Acaricidal activity, biochemical effects and molecular docking of some monoterpenes against two-spotted spider mite (Tetranychus urticae Koch).

Pestic Biochem Physiol

Department of Pesticide Chemistry and Technology, Faculty of Agriculture, Alexandria University, 21545 El-Shatby, Alexandria, Egypt.

Published: May 2019

Six natural monoterpenes (1,8-cineole, (-)-citronellal, limonene, α-pinene, pulegone and 4-terpineol) showed high acaricidal activity by fumigant and contact actions against adult females of the two-spotted spider mite, Tetranychus urticae Koch. The monoterpenes exhibited varying degrees of acaricidal potency using contact toxicity test after 24 and 48 h of treatment, where the LC values were <160 and 45 mg/L, respectively. In fumigation test, of these six monoterpenes, pulegone exhibited the highest toxicity (LC = 3.81 mg/L air), while (-)-citronellal had the lowest fumigant toxicity (LC = 15.20 mg/L air). All compounds had high inhibitory effect on acetylcholinesterase (AChE) and gama amino butyric acid transaminase (GABA-T) activities. Pulegone was the most AChE inhibitor (IC = 8.79 mg/L), while 4-terpineol revealed the lowest inhibitory effect (IC = 32.82 mg/L). However, limonene caused the highest inhibition of GABA-T (IC = 11.37 mg/L). The molecular docking studies revealed that the compounds displayed different binding interactions with the amino acid residues at the catalytic sites of AChE and GABA-T enzymes.

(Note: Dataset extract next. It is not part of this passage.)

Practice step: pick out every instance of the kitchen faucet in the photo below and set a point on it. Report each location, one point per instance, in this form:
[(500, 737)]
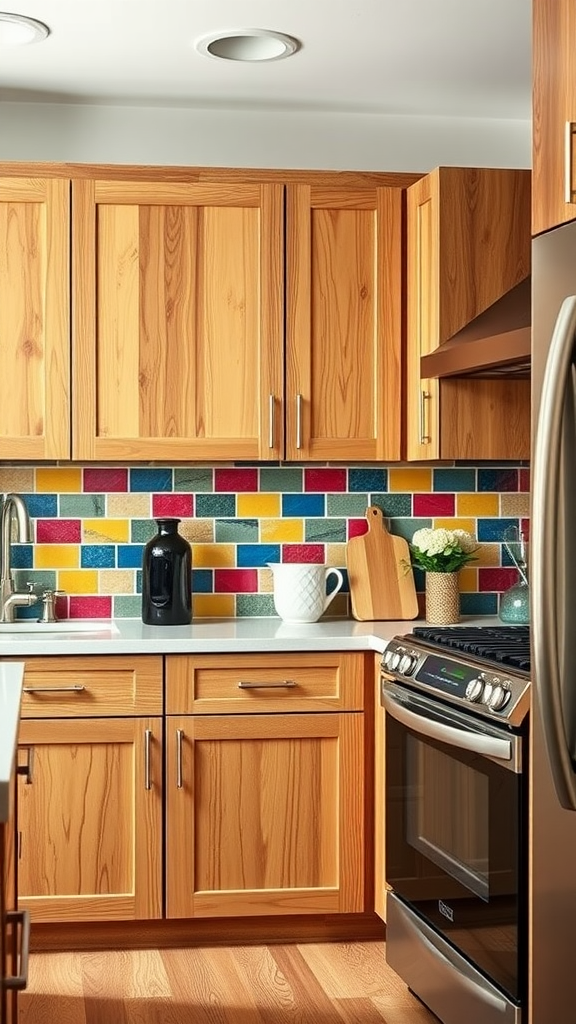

Noncovalent interactions especially van der Waals, hydrogen bonding as well as hydrophobic was found between the compounds and the enzymes. A significant relationship was found between the docking score and the biological activity of monoterpenes compared to the standard acaricide pyridaben. In silico ADMET properties were also performed and displayed potential for the development of good acaricidal candidates.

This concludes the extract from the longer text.